The team did not find out what an absence of Prevotellaceae might mean in Parkinson’s disease. But they have many questions. For example, does this family of bacteria protect against the disease? Or does the disease wipe them out?
“It’s an interesting question which we are trying to answer,” says Dr. Sheperjans.
The team also found that levels of another family of bacteria called Enterobacteriaceae appear to be linked to severity of Parkinson’s symptoms. They observed patients who had more difficulty with balance and walking tended to have higher levels of these bacteria.
Dr. Sheperjans and his colleagues are already planning further research to explore the connection between Parkinson’s disease and gut bacteria.
They have begun to re-examine the same group of patients to find out if the differences in gut bacteria are permanent or whether they change as the disease progresses. If they do change with disease progression, this could help doctors give more accurate prognoses.
“In addition,” Dr. Sheperjans says, “we will have to see if these changes in the bacterial ecosystem are apparent before the onset of motor symptoms.”

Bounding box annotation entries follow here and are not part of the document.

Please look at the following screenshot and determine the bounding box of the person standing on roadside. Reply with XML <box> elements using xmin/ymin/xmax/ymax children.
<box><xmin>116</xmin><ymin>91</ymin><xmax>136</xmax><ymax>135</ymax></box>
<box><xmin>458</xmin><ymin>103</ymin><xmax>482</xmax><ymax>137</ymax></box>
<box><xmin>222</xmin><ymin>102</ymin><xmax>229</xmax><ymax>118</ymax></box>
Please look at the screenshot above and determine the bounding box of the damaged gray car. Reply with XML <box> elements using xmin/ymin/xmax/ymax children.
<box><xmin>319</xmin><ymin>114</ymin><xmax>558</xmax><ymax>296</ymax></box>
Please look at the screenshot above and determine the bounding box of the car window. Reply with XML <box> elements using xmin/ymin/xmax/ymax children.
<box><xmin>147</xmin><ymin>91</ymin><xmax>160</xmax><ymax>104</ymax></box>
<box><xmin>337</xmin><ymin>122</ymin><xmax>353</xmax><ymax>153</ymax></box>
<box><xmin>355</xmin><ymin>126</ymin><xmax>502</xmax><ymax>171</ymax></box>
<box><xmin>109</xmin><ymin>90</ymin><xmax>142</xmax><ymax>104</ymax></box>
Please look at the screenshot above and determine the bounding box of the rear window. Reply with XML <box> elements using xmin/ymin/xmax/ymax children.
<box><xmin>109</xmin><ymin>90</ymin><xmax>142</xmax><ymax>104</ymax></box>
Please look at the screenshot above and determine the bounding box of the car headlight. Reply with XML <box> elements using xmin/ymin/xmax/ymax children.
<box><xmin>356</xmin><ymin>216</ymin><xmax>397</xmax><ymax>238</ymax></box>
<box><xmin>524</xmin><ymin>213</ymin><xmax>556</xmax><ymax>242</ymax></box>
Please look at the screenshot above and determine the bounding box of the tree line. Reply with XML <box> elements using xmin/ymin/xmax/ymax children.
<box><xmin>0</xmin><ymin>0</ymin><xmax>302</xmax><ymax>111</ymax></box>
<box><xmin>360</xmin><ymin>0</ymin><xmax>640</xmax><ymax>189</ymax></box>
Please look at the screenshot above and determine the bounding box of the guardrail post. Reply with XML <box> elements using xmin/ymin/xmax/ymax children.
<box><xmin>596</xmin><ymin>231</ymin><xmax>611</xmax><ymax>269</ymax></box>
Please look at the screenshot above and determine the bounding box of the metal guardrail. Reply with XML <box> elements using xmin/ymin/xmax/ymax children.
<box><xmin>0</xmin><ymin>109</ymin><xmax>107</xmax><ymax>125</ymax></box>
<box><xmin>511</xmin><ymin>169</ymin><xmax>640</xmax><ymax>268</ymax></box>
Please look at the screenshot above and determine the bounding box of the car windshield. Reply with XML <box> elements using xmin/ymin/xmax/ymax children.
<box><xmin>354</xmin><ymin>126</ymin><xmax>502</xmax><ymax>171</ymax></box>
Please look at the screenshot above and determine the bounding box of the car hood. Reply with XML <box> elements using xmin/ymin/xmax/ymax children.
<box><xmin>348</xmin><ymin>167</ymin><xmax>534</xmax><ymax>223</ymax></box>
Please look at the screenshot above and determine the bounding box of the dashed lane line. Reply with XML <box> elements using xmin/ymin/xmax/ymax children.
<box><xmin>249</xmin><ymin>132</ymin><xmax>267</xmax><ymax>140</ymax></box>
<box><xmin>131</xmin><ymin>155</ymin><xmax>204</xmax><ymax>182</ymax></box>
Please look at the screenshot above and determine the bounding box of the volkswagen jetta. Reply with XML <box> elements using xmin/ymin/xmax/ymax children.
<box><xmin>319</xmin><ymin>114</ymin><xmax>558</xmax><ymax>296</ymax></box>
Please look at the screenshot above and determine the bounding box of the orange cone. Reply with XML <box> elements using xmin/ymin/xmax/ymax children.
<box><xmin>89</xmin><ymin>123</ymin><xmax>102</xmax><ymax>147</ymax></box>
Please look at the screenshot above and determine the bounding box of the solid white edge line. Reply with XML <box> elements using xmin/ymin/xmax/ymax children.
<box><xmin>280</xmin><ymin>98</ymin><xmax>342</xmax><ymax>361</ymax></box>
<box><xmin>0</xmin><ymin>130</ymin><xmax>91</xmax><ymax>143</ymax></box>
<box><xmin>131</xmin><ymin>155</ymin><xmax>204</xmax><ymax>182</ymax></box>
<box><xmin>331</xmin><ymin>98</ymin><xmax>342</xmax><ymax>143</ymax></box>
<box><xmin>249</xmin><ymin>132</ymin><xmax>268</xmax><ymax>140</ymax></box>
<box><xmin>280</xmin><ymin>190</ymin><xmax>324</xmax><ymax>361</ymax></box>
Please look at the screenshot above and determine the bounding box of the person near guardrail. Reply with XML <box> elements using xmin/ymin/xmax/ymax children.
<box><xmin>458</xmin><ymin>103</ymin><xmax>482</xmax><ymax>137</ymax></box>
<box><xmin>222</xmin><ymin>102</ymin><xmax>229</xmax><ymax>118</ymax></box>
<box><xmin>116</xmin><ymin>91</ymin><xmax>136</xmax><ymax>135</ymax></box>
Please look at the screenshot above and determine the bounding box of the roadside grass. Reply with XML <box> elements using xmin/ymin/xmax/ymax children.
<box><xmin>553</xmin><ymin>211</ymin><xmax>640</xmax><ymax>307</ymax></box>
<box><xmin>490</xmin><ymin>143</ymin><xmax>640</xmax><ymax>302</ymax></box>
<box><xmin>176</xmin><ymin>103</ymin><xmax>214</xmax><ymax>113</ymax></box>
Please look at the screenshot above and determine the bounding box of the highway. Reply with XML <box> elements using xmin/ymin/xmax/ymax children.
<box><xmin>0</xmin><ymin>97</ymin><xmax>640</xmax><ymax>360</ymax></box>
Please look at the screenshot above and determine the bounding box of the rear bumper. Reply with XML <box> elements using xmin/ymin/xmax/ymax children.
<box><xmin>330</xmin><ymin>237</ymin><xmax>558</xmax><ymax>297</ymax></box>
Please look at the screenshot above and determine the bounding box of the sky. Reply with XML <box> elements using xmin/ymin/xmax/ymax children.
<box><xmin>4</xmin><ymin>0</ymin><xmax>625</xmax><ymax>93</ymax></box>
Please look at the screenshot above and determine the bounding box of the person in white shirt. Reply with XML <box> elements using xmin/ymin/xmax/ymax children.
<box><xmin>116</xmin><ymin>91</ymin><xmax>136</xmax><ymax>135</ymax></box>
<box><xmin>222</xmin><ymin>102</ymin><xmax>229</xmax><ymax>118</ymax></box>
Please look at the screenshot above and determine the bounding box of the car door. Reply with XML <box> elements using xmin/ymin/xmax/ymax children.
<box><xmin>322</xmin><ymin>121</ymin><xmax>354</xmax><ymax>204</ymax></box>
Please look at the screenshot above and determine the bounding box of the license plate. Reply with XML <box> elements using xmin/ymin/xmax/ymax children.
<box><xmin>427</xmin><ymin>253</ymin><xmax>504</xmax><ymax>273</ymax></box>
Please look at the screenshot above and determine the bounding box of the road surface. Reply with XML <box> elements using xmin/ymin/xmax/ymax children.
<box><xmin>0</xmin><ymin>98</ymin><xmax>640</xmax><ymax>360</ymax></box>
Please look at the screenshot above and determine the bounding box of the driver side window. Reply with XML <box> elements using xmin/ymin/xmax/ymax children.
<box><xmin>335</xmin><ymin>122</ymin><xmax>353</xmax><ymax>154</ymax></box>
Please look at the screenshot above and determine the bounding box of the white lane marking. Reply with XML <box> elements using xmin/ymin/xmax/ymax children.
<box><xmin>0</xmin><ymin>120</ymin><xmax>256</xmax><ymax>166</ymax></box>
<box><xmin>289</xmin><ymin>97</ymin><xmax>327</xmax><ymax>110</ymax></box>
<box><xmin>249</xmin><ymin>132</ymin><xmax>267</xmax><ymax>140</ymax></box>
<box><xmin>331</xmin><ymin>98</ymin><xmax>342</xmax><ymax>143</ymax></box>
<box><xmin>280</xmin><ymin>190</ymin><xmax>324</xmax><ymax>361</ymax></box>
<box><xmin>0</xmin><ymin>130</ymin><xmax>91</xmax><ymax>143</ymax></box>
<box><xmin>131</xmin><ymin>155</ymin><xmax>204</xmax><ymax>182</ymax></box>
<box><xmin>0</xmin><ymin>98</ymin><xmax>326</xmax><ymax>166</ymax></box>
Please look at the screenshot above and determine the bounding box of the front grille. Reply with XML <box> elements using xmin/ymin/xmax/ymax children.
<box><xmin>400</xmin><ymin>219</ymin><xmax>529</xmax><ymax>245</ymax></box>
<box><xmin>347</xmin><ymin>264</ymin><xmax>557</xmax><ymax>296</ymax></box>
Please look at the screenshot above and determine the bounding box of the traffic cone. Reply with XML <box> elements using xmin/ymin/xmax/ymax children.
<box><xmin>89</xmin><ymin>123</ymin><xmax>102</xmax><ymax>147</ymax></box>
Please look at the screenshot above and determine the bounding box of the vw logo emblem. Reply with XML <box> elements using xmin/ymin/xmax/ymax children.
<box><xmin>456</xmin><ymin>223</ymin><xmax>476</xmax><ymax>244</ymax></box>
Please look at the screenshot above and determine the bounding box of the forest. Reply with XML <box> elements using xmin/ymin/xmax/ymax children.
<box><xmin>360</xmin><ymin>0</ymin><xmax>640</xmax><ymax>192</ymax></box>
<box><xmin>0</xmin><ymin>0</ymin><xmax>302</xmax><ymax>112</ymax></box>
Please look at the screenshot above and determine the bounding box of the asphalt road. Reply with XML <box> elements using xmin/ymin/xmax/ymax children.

And, he adds, they also want to discover the underlying biological mechanism between gut bacteria and Parkinson’s disease.
They hope eventually that their findings will lead to new tests for Parkinson’s and perhaps even new treatments to stop, slow or even prevent the disease by focusing on gut bacteria.
Funds from the Michael J. Fox Foundation for Parkinson’s Research and the Finnish Parkinson Foundation helped finance the study.
In November 2014, Medical News Today learned of a stem cell treatment breakthrough for Parkinson’s disease. A study involving laboratory rats suggests it may be possible to replace dopamine cells lost to Parkinson’s disease by making them from embryonic stem cells and then transplanting them into the brain.